Emergency declared after protests

MALE — The government declared a state of emergency yesterday, arresting about 100 democracy activists and using tear gas to disperse thousands of protesters who staged a rare show of dissent in this Indian Ocean archipelago.

State radio announced the declaration, which gives President Maumoon Abdul Gayoom the authority to suspend citizen rights as well as bar people from gathering or criticizing the government.

Mr. Gayoom, who has been in power since 1978, does not tolerate dissent and has banned political parties in the Maldives, a nation of 278,000 people on 1,192 coral islands, about 300 miles southwest of India’s southern tip.
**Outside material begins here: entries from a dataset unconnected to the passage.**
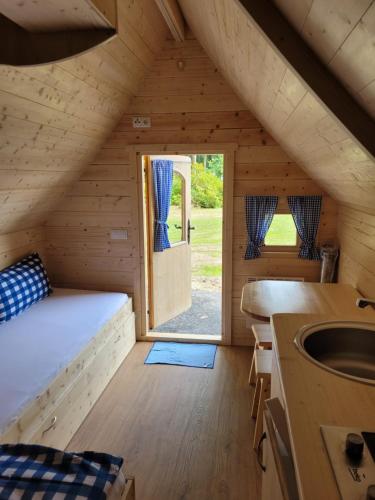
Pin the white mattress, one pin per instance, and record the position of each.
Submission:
(38, 344)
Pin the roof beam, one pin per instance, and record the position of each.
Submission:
(173, 17)
(317, 77)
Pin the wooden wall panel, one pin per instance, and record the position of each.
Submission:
(356, 231)
(54, 118)
(15, 246)
(80, 251)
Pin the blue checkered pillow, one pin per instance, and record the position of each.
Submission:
(21, 285)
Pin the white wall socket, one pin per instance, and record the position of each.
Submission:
(119, 234)
(141, 122)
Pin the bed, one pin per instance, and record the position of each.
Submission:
(56, 359)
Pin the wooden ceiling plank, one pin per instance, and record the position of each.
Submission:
(301, 59)
(173, 17)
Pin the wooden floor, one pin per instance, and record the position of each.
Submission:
(185, 433)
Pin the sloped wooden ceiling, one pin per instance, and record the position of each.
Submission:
(54, 118)
(282, 101)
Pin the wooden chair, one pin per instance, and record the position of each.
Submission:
(263, 340)
(262, 368)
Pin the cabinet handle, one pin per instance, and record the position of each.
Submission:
(52, 424)
(259, 449)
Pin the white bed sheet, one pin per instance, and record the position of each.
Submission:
(36, 345)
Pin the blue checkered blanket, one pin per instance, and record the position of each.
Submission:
(37, 472)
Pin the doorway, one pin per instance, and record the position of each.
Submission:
(185, 278)
(186, 292)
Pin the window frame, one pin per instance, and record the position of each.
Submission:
(183, 239)
(282, 209)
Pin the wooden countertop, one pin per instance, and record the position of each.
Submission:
(315, 397)
(262, 299)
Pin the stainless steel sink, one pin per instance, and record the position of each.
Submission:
(344, 348)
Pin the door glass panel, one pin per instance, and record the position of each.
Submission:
(176, 219)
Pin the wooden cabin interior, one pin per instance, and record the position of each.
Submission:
(103, 103)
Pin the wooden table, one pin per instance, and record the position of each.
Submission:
(262, 299)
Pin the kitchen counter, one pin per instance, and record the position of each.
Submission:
(313, 397)
(262, 299)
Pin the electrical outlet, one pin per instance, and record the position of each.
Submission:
(119, 234)
(141, 122)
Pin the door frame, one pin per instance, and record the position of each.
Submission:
(140, 292)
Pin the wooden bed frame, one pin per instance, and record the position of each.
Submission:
(53, 417)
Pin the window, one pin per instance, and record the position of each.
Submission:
(176, 217)
(282, 232)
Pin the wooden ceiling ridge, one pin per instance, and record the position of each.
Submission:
(318, 78)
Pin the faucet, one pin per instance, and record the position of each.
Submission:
(361, 303)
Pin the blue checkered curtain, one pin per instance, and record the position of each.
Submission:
(259, 212)
(306, 215)
(162, 172)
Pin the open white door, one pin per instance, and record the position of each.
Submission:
(170, 270)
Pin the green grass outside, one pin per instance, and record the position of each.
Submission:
(206, 238)
(282, 231)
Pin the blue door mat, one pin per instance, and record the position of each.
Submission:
(175, 353)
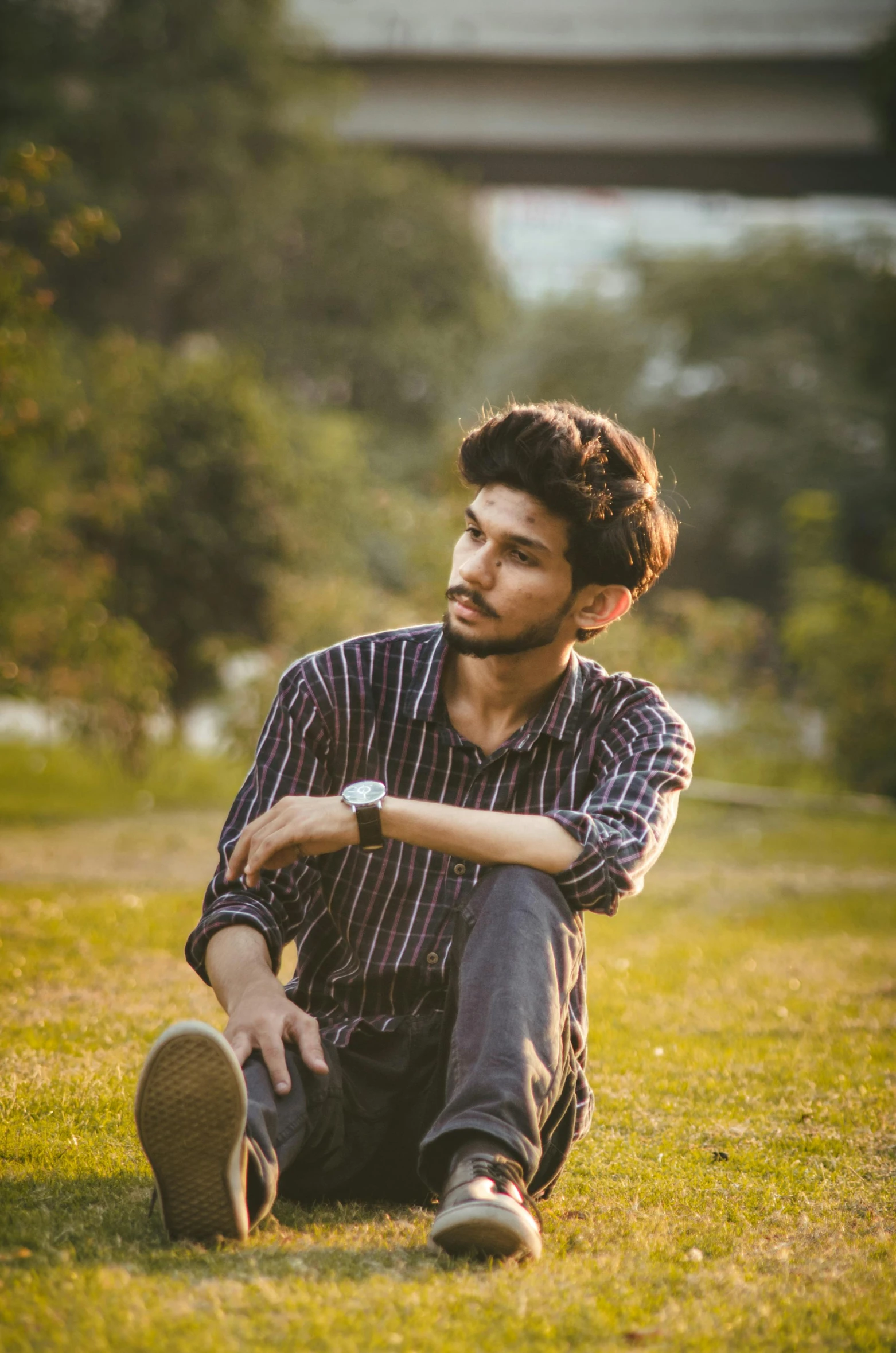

People were ordered to stay indoors in the capital, Male, under an indefinite curfew. As night fell, security forces in armored vehicles deployed around the city, witnesses said. Internet access was blocked, curbing people’s ability to communicate.

BANGLADESH

Threatened writer dies in Germany

DHAKA — A Bangladeshi author who was nearly killed in February in a knife attack his family blamed on Islamist extremists has died of natural causes in Germany, German police said yesterday after his family demanded an investigation.

Members of Humayun Azad’s family had reacted with disbelief at his death less than a week after he sought safety in Germany after a death threat in June and demanded an international inquiry.

Police in Munich, however, ruled out foul play and said an autopsy indicated the death was caused by heart failure.

Mr. Azad, author of at least 50 books, was stabbed in February as he left a book fair in Dhaka. His family blamed hard-line Islamists angered by his latest book set during Bangladesh’s 1971 war of independence from Pakistan.

NEPAL

Notorious criminal jailed for life

KATMANDU — A Nepalese court sentenced notorious criminal Charles Sobhraj, also known as the “Serpent” and the “Bikini Killer,” to life imprisonment on Thursday in connection with the killing of an American backpacker in 1975.

Sobhraj, a master of disguise and escape whose exploits across Asia have spawned two books and a movie, was arrested while gambling in a posh hotel casino in the heart of the Nepalese capital, Katmandu, in September last year.

The 60-year-old French national initially was charged in the same court with using a forged passport while traveling to Nepal, which later was cleared.

Sobhraj, who has been accused by police in several Asian countries of killing more than 20 Western backpackers, denied any involvement in the case and said he had never been to Nepal before.